Purification and properties of rat lens methionine adenosyltransferase.

Methionine adenosyltransferase (MAT) has been partially purified from rat lenses using a combination of ammonium sulfate fractionation and hydrophobic chromatography on phenyl Sepharose columns. The partially purified enzyme resembles purified Type II MAT from non-hepatic tissues. The Km for methionine is 3.0 microM, and the Km for ATP is 80 microM. The enzyme is activated by potassium ions (25-50 mM), and inhibited by higher concentrations of potassium.
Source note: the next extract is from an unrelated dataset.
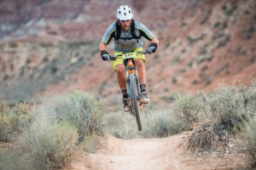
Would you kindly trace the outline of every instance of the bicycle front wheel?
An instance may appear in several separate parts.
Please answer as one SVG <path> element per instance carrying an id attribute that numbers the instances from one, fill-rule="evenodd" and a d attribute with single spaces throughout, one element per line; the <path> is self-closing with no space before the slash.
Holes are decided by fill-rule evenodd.
<path id="1" fill-rule="evenodd" d="M 132 110 L 135 114 L 136 122 L 137 124 L 137 128 L 139 131 L 143 129 L 141 119 L 140 119 L 140 110 L 139 110 L 139 105 L 137 101 L 137 90 L 136 86 L 136 77 L 134 75 L 131 74 L 129 75 L 129 86 L 130 86 L 130 97 L 132 99 Z"/>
A divalent cation (magnesium or manganese) is essential for activity. The Vmax with magnesium is about five times higher than with manganese, but the optimal manganese concentration is around 2.0 mM, compared with 10-20 mM for magnesium. The enzyme is active over a broad pH range, with optimal activity between pH 7.0 and 8.0. The enzyme is inhibited by all three of its products, phosphate, pyrophosphate, and S-adenosylmethionine. Individually phosphate and pyrophosphate are weak inhibitors, but in combination they show a marked synergistic inhibitory effect. Tripolyphosphate is also an effective inhibitor. The inhibition of the enzyme by the cataractogenic agent, dimethylsulfoxide, further confirmed the similarity to Type II MAT.